Hutter made no immediate reply. He looked about him in silence
for quite a minute, examining the sky, the lake, and the belt of
forest which inclosed it, as it might be hermetically, like one
consulting their signs. Nor did he find any alarming symptoms.
The boundless woods were sleeping in the deep repose of nature,
the heavens were placid, but still luminous with the light of the
retreating sun, while the lake looked more lovely and calm than
it had before done that day. It was a scene altogether soothing,
and of a character to lull the passions into a species of holy
calm. How far this effect was produced, however, on the party in
the ark, must appear in the progress of our narrative.

"Judith," called out the father, when he had taken this close but
short survey of the omens, "night is at hand; find our friends
food; a long march gives a sharp appetite."

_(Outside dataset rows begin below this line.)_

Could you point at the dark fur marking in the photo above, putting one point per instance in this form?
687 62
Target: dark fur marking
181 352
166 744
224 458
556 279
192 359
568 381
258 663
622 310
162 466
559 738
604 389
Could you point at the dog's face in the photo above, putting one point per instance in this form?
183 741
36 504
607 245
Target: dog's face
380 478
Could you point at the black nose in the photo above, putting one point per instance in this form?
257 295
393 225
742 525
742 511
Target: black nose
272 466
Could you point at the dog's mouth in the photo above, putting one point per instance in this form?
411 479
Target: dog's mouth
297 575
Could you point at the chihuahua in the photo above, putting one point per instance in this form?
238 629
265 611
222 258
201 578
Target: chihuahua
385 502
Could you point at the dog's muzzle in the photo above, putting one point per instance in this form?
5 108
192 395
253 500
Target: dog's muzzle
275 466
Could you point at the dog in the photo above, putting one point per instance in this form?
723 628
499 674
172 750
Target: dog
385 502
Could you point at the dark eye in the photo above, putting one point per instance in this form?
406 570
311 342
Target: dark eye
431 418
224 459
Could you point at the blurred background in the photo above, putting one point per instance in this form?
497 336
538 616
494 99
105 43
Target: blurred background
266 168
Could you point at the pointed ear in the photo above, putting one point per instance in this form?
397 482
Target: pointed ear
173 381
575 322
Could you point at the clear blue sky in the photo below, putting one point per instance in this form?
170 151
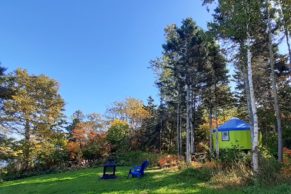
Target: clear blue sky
98 50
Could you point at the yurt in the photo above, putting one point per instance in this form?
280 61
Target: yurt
234 133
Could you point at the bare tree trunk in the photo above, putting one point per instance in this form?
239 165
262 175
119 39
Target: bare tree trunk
216 121
192 102
188 156
255 142
216 134
274 90
26 151
178 129
210 133
286 33
249 107
180 134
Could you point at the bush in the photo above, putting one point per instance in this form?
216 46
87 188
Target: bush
169 161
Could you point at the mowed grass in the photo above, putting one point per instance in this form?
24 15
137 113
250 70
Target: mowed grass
155 181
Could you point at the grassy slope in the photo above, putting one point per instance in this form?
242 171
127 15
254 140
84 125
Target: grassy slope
88 181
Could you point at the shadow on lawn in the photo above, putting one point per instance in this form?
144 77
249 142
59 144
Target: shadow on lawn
88 181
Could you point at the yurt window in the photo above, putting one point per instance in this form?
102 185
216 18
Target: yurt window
225 136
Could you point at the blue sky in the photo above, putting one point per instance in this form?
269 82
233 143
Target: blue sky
98 50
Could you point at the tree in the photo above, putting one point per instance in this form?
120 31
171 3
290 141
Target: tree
237 21
118 133
131 110
35 108
273 82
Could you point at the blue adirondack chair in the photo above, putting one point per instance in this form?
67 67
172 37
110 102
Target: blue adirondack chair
138 171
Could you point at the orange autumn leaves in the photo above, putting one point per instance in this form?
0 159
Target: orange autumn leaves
85 139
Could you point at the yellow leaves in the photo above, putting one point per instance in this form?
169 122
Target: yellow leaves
73 147
131 110
118 122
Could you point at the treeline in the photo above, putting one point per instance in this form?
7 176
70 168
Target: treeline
194 82
195 97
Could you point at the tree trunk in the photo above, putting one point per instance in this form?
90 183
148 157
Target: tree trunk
274 89
26 151
255 142
286 33
249 107
192 102
216 134
210 132
180 134
188 156
178 129
216 121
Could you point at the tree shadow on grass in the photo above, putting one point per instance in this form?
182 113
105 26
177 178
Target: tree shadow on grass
88 181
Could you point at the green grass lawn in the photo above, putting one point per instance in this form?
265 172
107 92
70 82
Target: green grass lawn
155 181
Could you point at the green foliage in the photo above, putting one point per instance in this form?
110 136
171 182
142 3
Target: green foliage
136 158
230 157
203 174
118 132
269 171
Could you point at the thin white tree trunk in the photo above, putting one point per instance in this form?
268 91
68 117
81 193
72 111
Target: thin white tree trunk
178 129
216 134
274 89
188 156
192 102
255 142
216 122
210 132
249 107
286 33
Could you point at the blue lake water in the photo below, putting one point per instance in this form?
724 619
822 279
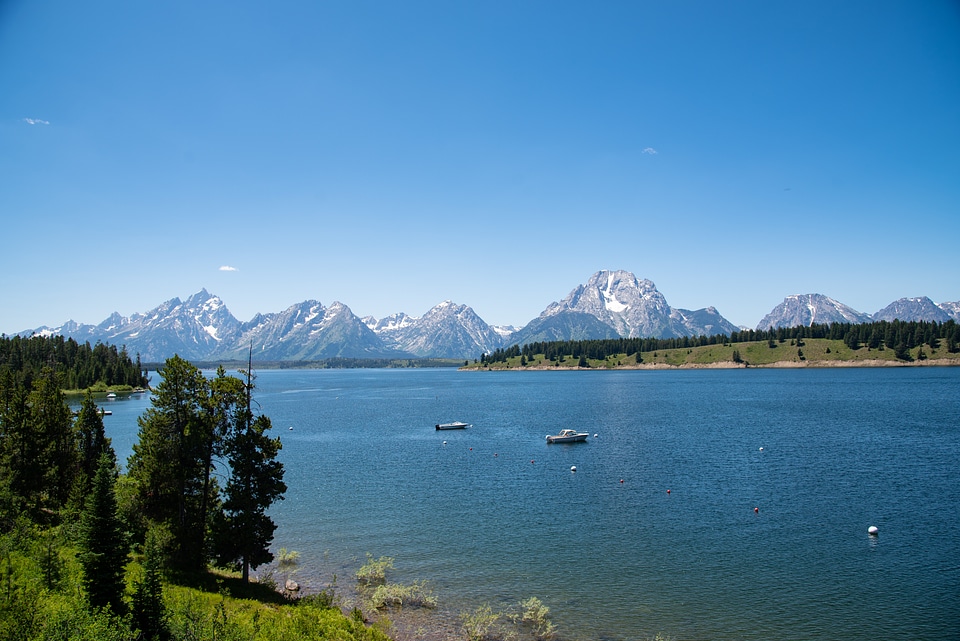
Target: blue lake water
774 477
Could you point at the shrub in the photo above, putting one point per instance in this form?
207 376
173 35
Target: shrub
417 594
480 625
374 571
533 616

"We're not starving, Master Hutter," March observed, "for we filled
up just as we reached the lake, and for one, I prefer the company
of Jude even to her supper. This quiet evening is very agreeable
to sit by her side."

"Natur' is natur'," objected Hutter, "and must be fed. Judith,
see to the meal, and take your sister to help you. I've a little
discourse to hold with you, friends," he continued, as soon as his
daughters were out of hearing, "and wish the girls away. You see
my situation, and I should like to hear your opinions concerning
what is best to be done. Three times have I been burnt out already,
but that was on the shore; and I've considered myself as pretty
safe ever since I got the castle built, and the ark afloat. My
other accidents, however, happened in peaceable times, being nothing
more than such flurries as a man must meet with, in the woods; but
this matter looks serious, and your ideas would greatly relieve my
mind."

"It's my notion, old Tom, that you, and your huts, and your traps,
and your whole possessions, hereaway, are in desperate jippardy,"
returned the matter-of-fact Hurry, who saw no use in concealment.
"Accordin' to my idees of valie, they're altogether not worth half
as much today as they was yesterday, nor would I give more for 'em,
taking the pay in skins."

"Then I've children!" continued the father, making the allusion
in a way that it might have puzzled even an indifferent observer
to say was intended as a bait, or as an exclamation of paternal
concern, "daughters, as you know, Hurry, and good girls too, I may
say, though I am their father."

"A man may say anything, Master Hutter, particularly when pressed
by time and circumstances. You've darters, as you say, and one
of them hasn't her equal on the frontiers for good looks, whatever
she may have for good behavior. As for poor Hetty, she's Hetty
Hutter, and that's as much as one can say about the poor thing.
Give me Jude, if her conduct was only equal to her looks!"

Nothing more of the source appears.